In the prior art 1, since the control circuit is controlled by detecting the output inversion of the phase comparator, a delay occurs in the loop itself, the convergence rate is not improved, and the stability at the time of frequency lock is improved. Does not reach. Further, when the phase difference between the VCO and the reference signal is lower than the detection level of the phase comparator at the time of frequency lock, no output signal is output, and a dead zone exists.

In the prior art 2, since the amount of charge / discharge current of the charge pump is increased / decreased by the switching circuit, the phase noise characteristic is deteriorated due to chattering generated at the time of switching. Further, since the method of controlling the pulse width is used, the pulse width cannot be reduced to the minimum unit or less, and the stability at the time of frequency lock cannot be improved.

In the prior art 3, since the amount of charge / discharge current of the charge pump is increased / decreased by the switching circuit, chattering generated at the time of switching is a factor and phase noise is degraded. Further, since noise is removed from the output signal of the phase comparator by inserting a smoothing circuit at the subsequent stage of the phase comparator, it is not possible to improve the dead band jitter when the frequency is locked.

The prior arts 4 and 6 aim at speeding up lock-up at the time of frequency pull-in, and do not cope with phase noise improvement at the time of frequency lock.

In the prior art 5, since the pulse width difference generator and the pulse width detector are used, the circuit scale is large and the configuration is complicated. In addition, since the input value and the optimum value are compared in the pulse width detector, it is necessary to calculate and set a pattern for tracing the optimum value in advance. The burden on the above is large.

[0022]

SUMMARY OF THE INVENTION The present invention has been made in view of the above circumstances, and uses a dead zone existing in an output signal of a phase comparator to perform high-speed frequency switching in an asynchronous state. It is another object of the present invention to provide a phase synchronization device capable of reducing a spurious amount in a synchronized state. It is another object of the present invention to provide a phase locked loop device in which a dead zone does not substantially occur when the phase difference between the reference signal and the comparison signal is near zero and phase noise characteristics are improved.

[0023]

A phase synchronizer according to the present invention includes a phase comparator for generating a phase difference signal based on a feedback signal and a reference signal, and a phase comparator for generating a phase advanced signal by advancing the phase of the phase difference signal. A phase adder, a phase adder that delays the phase of the phase difference signal to generate a phase delay signal, a combiner that combines the phase advanced signal and the phase delay signal to generate a correction phase difference signal, and a correction An oscillator that is frequency-controlled based on the phase difference signal and generates a feedback signal.

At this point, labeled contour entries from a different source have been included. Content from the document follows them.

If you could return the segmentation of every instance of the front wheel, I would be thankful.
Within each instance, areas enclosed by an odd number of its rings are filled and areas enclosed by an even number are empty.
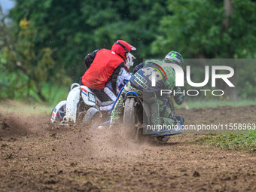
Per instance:
[[[123,126],[125,129],[126,134],[128,136],[133,137],[135,136],[136,125],[136,111],[135,111],[135,98],[127,98],[125,102]]]

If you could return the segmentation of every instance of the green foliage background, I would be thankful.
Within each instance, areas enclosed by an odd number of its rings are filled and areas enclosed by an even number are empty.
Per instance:
[[[224,0],[14,2],[0,17],[0,99],[53,102],[84,73],[88,53],[117,39],[137,48],[136,64],[171,50],[188,59],[256,56],[255,1],[229,0],[229,15]],[[194,70],[202,79],[204,67]],[[255,66],[236,70],[238,96],[254,99]]]

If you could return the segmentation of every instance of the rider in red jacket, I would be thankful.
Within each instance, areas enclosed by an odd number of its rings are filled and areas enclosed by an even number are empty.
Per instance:
[[[136,50],[133,46],[117,40],[111,50],[99,49],[84,58],[87,70],[82,77],[82,84],[90,88],[101,102],[115,101],[118,75],[126,68],[129,52],[133,50]],[[108,87],[107,82],[113,88]],[[110,110],[111,107],[111,105],[106,106],[104,110]]]

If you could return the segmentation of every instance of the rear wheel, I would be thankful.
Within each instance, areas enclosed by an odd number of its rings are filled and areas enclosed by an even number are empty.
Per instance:
[[[135,136],[136,125],[136,111],[134,108],[135,98],[127,98],[125,102],[123,126],[125,129],[125,133],[129,137]]]

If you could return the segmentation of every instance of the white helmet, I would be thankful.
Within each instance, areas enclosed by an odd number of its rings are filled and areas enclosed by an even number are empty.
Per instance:
[[[133,66],[133,59],[136,59],[136,58],[132,53],[128,52],[128,54],[126,56],[126,60],[124,63],[124,65],[128,68],[128,69],[130,69],[130,68]]]

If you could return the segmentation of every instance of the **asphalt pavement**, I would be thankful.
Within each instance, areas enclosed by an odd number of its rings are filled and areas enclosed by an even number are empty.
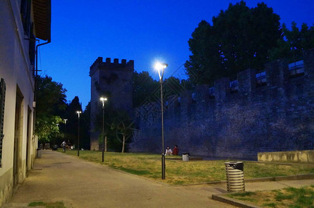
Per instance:
[[[314,180],[246,182],[246,191],[314,184]],[[226,184],[170,186],[45,150],[4,207],[63,201],[69,207],[234,207],[212,199]]]

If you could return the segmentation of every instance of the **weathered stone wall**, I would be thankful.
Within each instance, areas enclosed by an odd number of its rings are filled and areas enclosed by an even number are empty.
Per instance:
[[[258,153],[260,162],[314,163],[314,150]]]
[[[184,92],[165,110],[165,146],[178,144],[181,153],[193,155],[253,159],[258,152],[313,149],[314,49],[304,53],[304,74],[294,78],[286,61],[267,64],[262,86],[254,69],[241,71],[237,92],[231,93],[227,78],[215,83],[214,97],[207,85]],[[135,110],[141,134],[131,151],[161,153],[159,105]]]
[[[95,131],[94,119],[99,112],[102,103],[99,101],[101,94],[108,94],[108,103],[115,109],[122,109],[131,112],[132,87],[134,61],[126,62],[125,59],[121,60],[115,58],[111,62],[107,58],[103,62],[103,58],[99,57],[90,68],[91,78],[91,99],[90,99],[90,149],[98,150],[99,146],[98,137],[99,132]],[[106,104],[105,104],[106,105]]]

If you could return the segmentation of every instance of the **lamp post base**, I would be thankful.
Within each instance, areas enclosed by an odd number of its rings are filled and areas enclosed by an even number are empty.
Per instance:
[[[161,179],[166,179],[166,164],[165,154],[161,155]]]
[[[103,148],[102,155],[101,155],[101,162],[105,162],[105,149]]]

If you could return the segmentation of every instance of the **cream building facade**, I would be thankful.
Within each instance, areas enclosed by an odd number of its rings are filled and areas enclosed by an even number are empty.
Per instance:
[[[50,0],[0,1],[0,207],[36,156],[36,44],[50,42]]]

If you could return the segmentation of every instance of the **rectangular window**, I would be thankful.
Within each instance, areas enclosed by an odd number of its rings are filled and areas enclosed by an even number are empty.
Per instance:
[[[31,29],[31,0],[22,0],[21,1],[21,18],[24,34],[29,35]]]
[[[2,167],[2,144],[3,141],[4,103],[6,99],[6,83],[0,82],[0,168]]]
[[[215,99],[215,87],[209,87],[209,98]]]
[[[304,63],[303,60],[288,64],[290,78],[294,78],[304,74]]]
[[[238,90],[239,90],[239,82],[238,81],[238,80],[231,81],[229,83],[229,85],[231,94],[237,93]]]
[[[261,71],[256,73],[255,76],[256,78],[256,87],[264,86],[267,85],[266,81],[266,71]]]

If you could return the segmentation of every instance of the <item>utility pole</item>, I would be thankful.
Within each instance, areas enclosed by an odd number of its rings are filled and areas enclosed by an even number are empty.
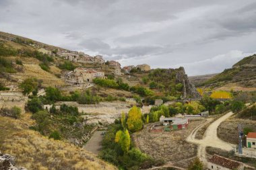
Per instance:
[[[239,144],[238,144],[238,154],[242,155],[243,154],[243,142],[242,142],[242,137],[244,135],[243,132],[242,132],[241,125],[238,125],[238,135],[239,135]]]

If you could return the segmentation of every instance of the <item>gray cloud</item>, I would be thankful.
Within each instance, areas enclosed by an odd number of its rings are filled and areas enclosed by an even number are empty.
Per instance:
[[[255,51],[255,9],[254,0],[0,0],[0,30],[122,65],[213,73]]]

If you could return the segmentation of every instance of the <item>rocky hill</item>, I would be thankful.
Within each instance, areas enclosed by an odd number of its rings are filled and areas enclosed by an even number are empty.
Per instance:
[[[198,85],[224,90],[256,90],[256,54],[247,56],[211,79]]]

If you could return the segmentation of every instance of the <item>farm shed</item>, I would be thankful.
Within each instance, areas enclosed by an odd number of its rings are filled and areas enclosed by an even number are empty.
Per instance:
[[[160,121],[164,126],[164,131],[186,128],[189,124],[189,120],[187,118],[164,118],[164,116],[161,116]]]
[[[249,132],[247,136],[247,148],[256,148],[256,132]]]

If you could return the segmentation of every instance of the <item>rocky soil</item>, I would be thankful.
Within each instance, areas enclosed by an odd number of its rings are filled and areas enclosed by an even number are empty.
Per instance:
[[[163,132],[150,132],[149,126],[134,134],[135,144],[143,153],[156,159],[162,159],[166,163],[186,167],[197,156],[196,144],[185,141],[192,130],[204,120],[191,121],[187,129]]]

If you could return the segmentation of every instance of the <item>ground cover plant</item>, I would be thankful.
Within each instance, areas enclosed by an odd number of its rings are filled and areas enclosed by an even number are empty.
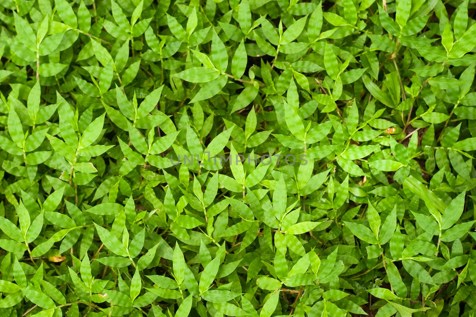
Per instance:
[[[2,0],[0,316],[473,316],[475,7]]]

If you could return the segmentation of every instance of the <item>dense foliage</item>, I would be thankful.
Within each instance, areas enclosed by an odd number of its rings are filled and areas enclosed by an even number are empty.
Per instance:
[[[1,0],[0,316],[474,316],[475,12]]]

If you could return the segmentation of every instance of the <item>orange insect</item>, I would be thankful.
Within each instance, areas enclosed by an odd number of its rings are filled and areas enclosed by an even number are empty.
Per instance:
[[[60,255],[53,256],[52,257],[50,257],[49,258],[48,258],[48,259],[50,260],[50,262],[55,262],[58,263],[58,262],[61,262],[62,261],[64,261],[65,259],[66,259],[66,258],[63,257],[63,256]]]
[[[387,128],[387,129],[385,130],[385,133],[388,133],[390,134],[391,133],[394,133],[395,132],[395,128]]]

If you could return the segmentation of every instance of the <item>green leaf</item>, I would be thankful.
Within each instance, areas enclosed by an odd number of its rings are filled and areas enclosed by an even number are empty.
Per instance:
[[[112,234],[97,223],[94,226],[99,238],[104,245],[114,253],[121,257],[128,256],[127,250],[119,240]]]

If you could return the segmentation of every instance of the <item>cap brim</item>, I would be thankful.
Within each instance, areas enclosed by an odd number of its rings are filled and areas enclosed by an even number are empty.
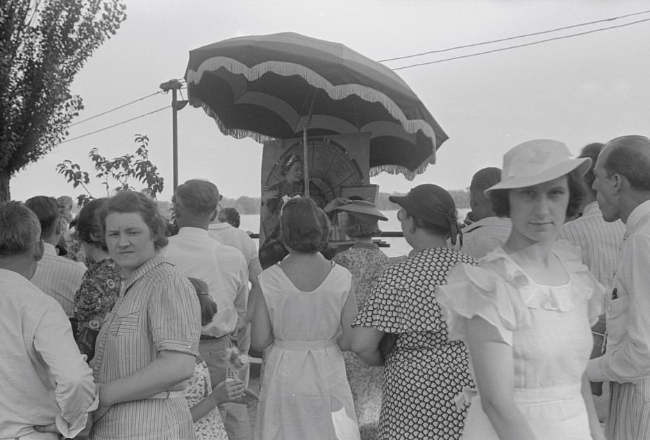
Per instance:
[[[344,211],[347,212],[351,212],[353,214],[360,214],[362,215],[367,215],[372,217],[375,217],[381,220],[388,220],[388,218],[386,217],[383,214],[379,212],[376,208],[372,209],[369,207],[364,206],[357,206],[355,205],[342,205],[336,208],[340,211]]]
[[[514,188],[524,188],[533,185],[539,185],[562,177],[574,169],[577,169],[581,176],[584,176],[589,171],[590,167],[591,159],[589,158],[570,159],[538,174],[510,178],[506,178],[497,185],[485,189],[483,194],[489,197],[490,193],[495,189],[512,189]]]

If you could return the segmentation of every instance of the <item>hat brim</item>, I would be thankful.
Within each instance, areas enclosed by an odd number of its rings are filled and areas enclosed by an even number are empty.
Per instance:
[[[342,205],[336,208],[339,211],[344,211],[347,212],[351,212],[352,214],[361,214],[363,215],[369,216],[371,217],[374,217],[380,220],[388,220],[388,218],[386,217],[383,214],[379,212],[376,208],[374,208],[369,206],[359,206],[358,205],[348,204],[348,205]]]
[[[506,178],[501,182],[494,185],[483,192],[486,196],[495,189],[513,189],[515,188],[525,188],[533,185],[544,183],[559,177],[568,174],[574,169],[577,169],[581,176],[584,176],[591,167],[591,159],[583,158],[581,159],[569,159],[555,167],[545,169],[541,173],[533,176],[521,177]]]

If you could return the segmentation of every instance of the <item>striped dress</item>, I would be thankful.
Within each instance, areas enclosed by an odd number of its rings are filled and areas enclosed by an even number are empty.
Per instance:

Further, the phase synchronizer according to the present invention further includes a correction amount adjuster for generating a correction amount adjustment signal based on the phase difference information signal from the phase comparator. And the phase delay unit is configured to delay the phase of the phase difference signal by the phase amount based on the correction amount adjustment signal. With such a configuration, the amount of spurs can be further reduced by automatically adjusting the amount of advance phase in the phase advancer and the amount of delay / advancement of the phase advancer, thereby speeding up synchronization at the time of frequency switching. Can be.

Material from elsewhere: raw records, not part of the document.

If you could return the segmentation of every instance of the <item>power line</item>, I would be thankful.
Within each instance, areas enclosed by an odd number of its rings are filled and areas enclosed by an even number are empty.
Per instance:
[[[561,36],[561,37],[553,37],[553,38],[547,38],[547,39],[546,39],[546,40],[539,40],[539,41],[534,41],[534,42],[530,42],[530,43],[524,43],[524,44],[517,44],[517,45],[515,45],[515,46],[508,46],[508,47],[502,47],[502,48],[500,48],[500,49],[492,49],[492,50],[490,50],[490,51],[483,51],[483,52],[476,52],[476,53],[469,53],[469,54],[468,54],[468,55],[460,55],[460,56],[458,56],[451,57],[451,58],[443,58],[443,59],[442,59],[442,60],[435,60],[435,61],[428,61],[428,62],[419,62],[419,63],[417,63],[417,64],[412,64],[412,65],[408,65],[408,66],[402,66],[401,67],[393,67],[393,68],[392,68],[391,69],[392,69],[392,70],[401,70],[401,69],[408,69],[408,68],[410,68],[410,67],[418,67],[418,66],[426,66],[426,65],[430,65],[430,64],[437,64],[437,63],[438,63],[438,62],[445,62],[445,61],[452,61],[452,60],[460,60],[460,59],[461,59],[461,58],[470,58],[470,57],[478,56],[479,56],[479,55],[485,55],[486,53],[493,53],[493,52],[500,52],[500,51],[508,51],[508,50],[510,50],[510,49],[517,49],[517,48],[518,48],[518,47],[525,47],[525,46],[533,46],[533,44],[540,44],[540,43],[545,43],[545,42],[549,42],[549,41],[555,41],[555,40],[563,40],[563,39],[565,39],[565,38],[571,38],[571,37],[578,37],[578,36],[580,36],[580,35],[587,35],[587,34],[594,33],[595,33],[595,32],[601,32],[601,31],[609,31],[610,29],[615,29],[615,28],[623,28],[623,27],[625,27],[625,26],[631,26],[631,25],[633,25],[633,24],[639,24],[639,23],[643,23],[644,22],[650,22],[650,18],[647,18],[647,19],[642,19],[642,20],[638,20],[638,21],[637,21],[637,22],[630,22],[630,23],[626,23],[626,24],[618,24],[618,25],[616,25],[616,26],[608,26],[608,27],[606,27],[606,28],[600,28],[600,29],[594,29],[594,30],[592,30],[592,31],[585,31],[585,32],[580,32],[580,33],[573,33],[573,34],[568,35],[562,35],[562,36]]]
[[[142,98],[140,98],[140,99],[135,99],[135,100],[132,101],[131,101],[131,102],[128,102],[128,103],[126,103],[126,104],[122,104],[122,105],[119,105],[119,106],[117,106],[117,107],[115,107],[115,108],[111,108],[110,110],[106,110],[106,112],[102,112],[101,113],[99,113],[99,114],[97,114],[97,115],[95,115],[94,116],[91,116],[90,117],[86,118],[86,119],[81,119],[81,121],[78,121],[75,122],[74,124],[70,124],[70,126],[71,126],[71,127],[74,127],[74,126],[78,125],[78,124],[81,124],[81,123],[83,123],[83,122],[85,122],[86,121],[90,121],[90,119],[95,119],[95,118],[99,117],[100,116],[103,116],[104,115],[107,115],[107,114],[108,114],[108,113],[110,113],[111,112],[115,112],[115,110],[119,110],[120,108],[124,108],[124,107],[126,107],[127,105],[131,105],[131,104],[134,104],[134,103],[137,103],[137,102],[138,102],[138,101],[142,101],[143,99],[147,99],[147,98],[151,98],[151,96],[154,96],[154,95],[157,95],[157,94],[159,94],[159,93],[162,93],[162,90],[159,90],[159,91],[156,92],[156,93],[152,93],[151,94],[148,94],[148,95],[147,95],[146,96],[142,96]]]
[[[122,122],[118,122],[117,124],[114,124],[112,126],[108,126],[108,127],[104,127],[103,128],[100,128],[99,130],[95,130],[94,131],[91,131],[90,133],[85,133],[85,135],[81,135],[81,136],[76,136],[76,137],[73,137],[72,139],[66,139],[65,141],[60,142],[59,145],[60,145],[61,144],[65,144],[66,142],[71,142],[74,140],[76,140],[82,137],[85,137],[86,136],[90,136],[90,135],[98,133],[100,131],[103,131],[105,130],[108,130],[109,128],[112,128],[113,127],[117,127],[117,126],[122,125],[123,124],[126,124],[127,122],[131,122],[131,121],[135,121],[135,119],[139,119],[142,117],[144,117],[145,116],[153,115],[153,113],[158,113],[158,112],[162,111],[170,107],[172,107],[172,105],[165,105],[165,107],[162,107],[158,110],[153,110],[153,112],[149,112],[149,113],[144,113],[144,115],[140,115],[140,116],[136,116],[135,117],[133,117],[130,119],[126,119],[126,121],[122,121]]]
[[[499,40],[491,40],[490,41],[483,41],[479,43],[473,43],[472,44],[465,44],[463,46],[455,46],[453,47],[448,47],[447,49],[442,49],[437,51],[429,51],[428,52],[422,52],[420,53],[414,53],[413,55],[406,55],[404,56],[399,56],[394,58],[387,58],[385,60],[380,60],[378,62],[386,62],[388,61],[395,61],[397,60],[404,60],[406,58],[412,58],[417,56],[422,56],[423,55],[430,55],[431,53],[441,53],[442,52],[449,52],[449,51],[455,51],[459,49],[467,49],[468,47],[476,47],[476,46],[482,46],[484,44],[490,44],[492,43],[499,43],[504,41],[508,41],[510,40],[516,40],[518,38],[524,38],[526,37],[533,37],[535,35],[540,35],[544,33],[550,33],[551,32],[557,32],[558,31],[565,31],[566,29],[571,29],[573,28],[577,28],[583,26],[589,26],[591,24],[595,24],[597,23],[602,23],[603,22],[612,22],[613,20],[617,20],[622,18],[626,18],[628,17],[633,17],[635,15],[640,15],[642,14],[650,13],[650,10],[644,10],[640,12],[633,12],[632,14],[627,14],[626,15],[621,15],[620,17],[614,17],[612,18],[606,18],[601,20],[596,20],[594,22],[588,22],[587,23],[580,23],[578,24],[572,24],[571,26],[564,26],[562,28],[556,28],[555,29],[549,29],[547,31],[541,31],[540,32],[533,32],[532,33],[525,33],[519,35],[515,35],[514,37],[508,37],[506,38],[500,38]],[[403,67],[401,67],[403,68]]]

In the phase synchronizer according to the present invention, the synthesizer is constituted by an adder or an integrator. Therefore, it can be realized with a simple configuration.

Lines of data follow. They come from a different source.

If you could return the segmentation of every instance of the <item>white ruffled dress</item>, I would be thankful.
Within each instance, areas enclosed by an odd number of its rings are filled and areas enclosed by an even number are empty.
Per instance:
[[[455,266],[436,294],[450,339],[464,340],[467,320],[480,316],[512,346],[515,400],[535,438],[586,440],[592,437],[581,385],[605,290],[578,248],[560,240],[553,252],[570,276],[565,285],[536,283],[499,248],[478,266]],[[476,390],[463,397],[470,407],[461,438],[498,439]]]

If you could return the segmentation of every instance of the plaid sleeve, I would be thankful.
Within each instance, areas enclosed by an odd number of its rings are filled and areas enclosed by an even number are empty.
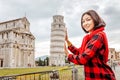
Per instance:
[[[68,60],[75,64],[86,64],[96,53],[96,51],[103,45],[102,35],[96,34],[86,44],[85,51],[82,54],[69,54]]]
[[[69,46],[68,49],[69,49],[74,55],[78,55],[78,54],[79,54],[79,49],[76,48],[74,45]]]

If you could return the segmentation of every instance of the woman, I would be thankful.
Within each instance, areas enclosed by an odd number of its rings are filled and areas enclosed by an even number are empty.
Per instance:
[[[105,22],[94,10],[85,12],[81,17],[81,26],[86,36],[80,48],[76,48],[68,39],[66,31],[65,53],[70,62],[84,65],[85,80],[116,80],[112,69],[107,65],[108,41],[104,32]]]

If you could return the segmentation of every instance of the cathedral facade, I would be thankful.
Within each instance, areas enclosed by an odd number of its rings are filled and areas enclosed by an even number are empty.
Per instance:
[[[64,17],[61,15],[53,16],[51,24],[51,41],[50,41],[50,66],[64,66],[65,65],[65,23]]]
[[[26,17],[0,23],[0,67],[34,67],[35,37]]]

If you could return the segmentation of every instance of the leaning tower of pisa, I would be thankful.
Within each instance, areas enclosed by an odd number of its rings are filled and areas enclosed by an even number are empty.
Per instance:
[[[51,43],[50,43],[50,66],[64,66],[65,53],[65,23],[64,17],[61,15],[53,16],[51,24]]]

In the phase synchronization apparatus according to the present invention, the phase comparator generates a phase advance of the feedback signal with respect to the reference signal as a first phase difference signal, and generates a phase delay thereof as a second phase difference signal. , The phase advancer is the first,
The phase of the second phase difference signal is advanced to generate first and second phase advanced signals, respectively, and the phase delay unit delays the phases of the first and second phase difference signals to respectively generate the first and second phase advanced signals. A second phase delayed signal is generated, and a combiner combines the first phase advanced signal and the first phase delayed signal to generate a first corrected phase difference signal, and generates a second phase advanced signal and a second phase advanced signal. The two phase delay signals are combined to generate a second corrected phase difference signal, and the oscillator is configured to be frequency-controlled based on the first and second corrected phase difference signals.

In the phase synchronization method according to the present invention, a phase comparing step of generating a phase difference signal based on the feedback signal and the reference signal, and a phase accelerating step of generating a phase advanced signal by advancing the phase of the phase difference signal A phase delaying step of delaying the phase of the phase difference signal to generate a phase delay signal; a combining step of combining the phase advanced signal and the phase delay signal to generate a correction phase difference signal; And an oscillation step of generating a feedback signal based on frequency control.

A phase synchronizing method according to the present invention includes the above-mentioned phase synchronizing device as a frequency synthesizer.

[0029]

DESCRIPTION OF THE PREFERRED EMBODIMENTS Embodiment 1 FIG. 1 is a block diagram showing an example of the configuration of the phase synchronizer according to the present invention. This phase synchronizer comprises PLL1, LPF2 and V
It is configured with CO3. The PLL 1 detects a frequency difference and a phase difference between the VCO output signal fv and a reference signal fr generated inside the PLL, and outputs a control signal fc for reducing these differences to the LPF 2. The LPF 2 outputs a control voltage signal Vc obtained by smoothing the control signal fc and removing high-frequency components. The VCO 3 changes the internal oscillation frequency so as to lock to the reference signal fr based on the control voltage signal Vc, and generates a VCO output signal fv.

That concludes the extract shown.